Trypsin, trypsin inhibitor, insulin, deoxyribonuclease, hydrocortisone hemisuccinate, 3,3′,5′-triiodo-l-thyronine, Na-selenite, and HEPES were obtained from Sigma (Deisenhofen, Germany). Dulbecco's modified Eagle's medium and Ham's F-12 was purchased from Life Technologies (Berlin, Germany), fetal calf serum was obtained from PAA (Coelbe, Germany), and collagen type I was purchased from Becton Dickinson (Heidelberg, Germany). Cell culture dishes were obtained from Nunc (Wiesbaden, Germany). Trizol reagent was purchased from Life Technologies. T4 polynucleotide kinase and herring sperm DNA were purchased from Roche Molecular Biochemicals (Mannheim, Germany). BSA was obtained from Paesel & Lorei (Frankfurt, Germany). Polyvinylidene difluoride membranes were purchased from Millipore (Eschborn, Germany); Hybond N nylon membranes and the enhanced chemiluminescence system were purchased from Amersham (Braunschweig, Germany). [γ-32P]ATP was purchased from DuPont-NEN (Bad Homburg, Germany). The CYP2B1 antibody was obtained from Gentest (Woburn, MA). The CYP2B1 specific oligonucleotide probe (Omiecinski et al., 1985) (5′-GGT TGG TAG CCG GTG TGA-3′, exon 7, Genbank L00318) was synthesized by MWG Biotech (Ebersberg, Germany). The oligonucleotide probe specific for mouse and rat β-actin (exon 3) was obtained from Oncogene Research Products (Cambridge, MA). The secondary enzyme-conjugated anti-goat IgG antibody was purchased from Sigma. [5-3H]NNK with a specific activity of 2.89 Ci/mmol was obtained from Campro Scientific (Emmerich, Germany). HPLC analysis confirmed >98% radiochemical purity. Unlabeled reference compounds for known metabolites of NNK were a generous gift from Dr. D. Hoffmann (American Health Foundation, Valhalla, NY). HPLC grade solvents were obtained from Merck (Darmstadt, Germany).

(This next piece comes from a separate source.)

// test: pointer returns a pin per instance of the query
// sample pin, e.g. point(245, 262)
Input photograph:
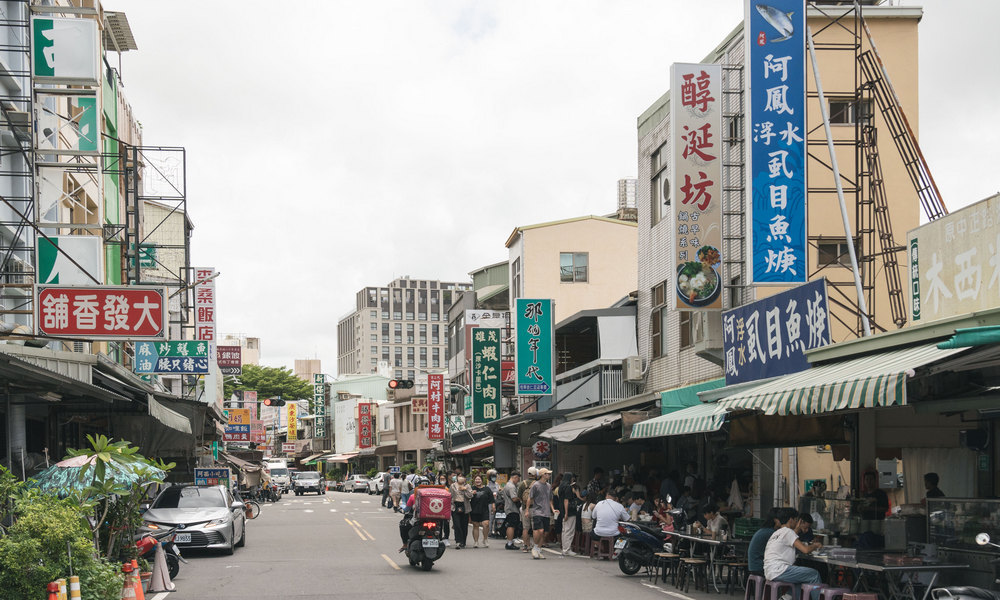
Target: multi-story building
point(403, 324)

Quickszint Flow was purchased from Zinser Analytic (Frankfurt, Germany).
AII Cell Isolation.
AII cells were isolated according to the procedure described byRichards et al. (1987). AII cell suspensions showed viabilities greater than 90% as determined by trypan blue exclusion. AII cells were suspended in medium (Dulbecco's modified Eagle's medium/Ham's F-12) supplemented with 3% fetal calf serum, 5 μg/ml insulin, 5 μg/ml human transferrin, 50 nM hydrocortisone hemisuccinate, 4.75 pM 3,3′,5′-triiodo-l-thyronine, and 50 nM Na-selenite. Cells were plated at a density of 0.28 to 0.46 × 106 cells/cm2 on collagen type I-coated (4.1 μg/cm2) culture dishes (58 mm diameter) and cultivated at 37°C in a humidified atmosphere of 5% CO2 and 90% air. At the end of the culture period, AII cells were washed once with PBS, pH 7.4, frozen in liquid nitrogen, and stored at −80°C before isolation of total RNA or proteins. Staining of characteristic lamellar bodies of AII cells, rendering a proof of culture purity, was performed according to the procedure described by Mason et al. (1985).
Northern Blot Analysis.
Total cellular RNA was isolated according to a modification of the procedure described by Chomczynski and Sacchi (1987) using the Trizol reagent. For Northern blots, 20 μg of total RNA per lane was separated electrophoretically through 1% formaldehyde/agarose gels. RNA was subsequently blotted onto Hybond N nylon membranes by capillary transfer (Sambrook et al., 1989) using 20× standard saline citrate (3 M NaCl, 0.3 M trisodium citrate) as transfer buffer. RNA blots were hybridized to oligonucleotide probes specific for CYP2B1 (Sambrook et al., 1989) or β-actin mRNA, which had been 5′-end-labeled with T4 polynucleotide kinase using [γ-32P]ATP (Sambrook et al., 1989). Membranes were prehybridized for 2 h and hybridized for 16 h at 38°C in hybridization buffer containing 1 M NaCl, 0.1 M trisodium citrate, 50% (v/v) formamide, 0.5% (w/v) SDS, 5% (v/v) Denhardt's solution, and 400 μg/ml herring sperm DNA. The blots were then washed up to a stringency of 0.1× standard saline citrate (15 mM NaCl, 1.5 mM trisodium citrate) and 0.1% SDS (w/v) at 38°C (CYP2B1) or 60°C (β-actin), respectively. The expression of specific mRNAs was quantified by a phosphorimaging system (BAS 1500 Bio-Imaging Analyzer; Raytest, Straubenhardt, Germany).
Immunoblot Analysis.
Total cellular protein was isolated by using the Trizol reagent. Ten micrograms of protein per lane, determined according to Lowry et al. (1951), were subjected to electrophoresis through 7.5% SDS-polyacrylamide gels (Laemmli, 1970). Proteins were subsequently transferred to polyvinylidene difluoride membranes by semidry-blotting (Kyhse-Andersen, 1984) using a continuous buffer system [48 mM Tris, 39 mM glycine, 0.038% (w/v) SDS, and 15% (v/v) methanol, pH 9.0]. CYP2B1 was detected by using a primary polyclonal antibody and a peroxidase-conjugated anti-rabbit IgG as secondary antibody. Protein bands were visualized by enhanced chemiluminescence using the ECL-system.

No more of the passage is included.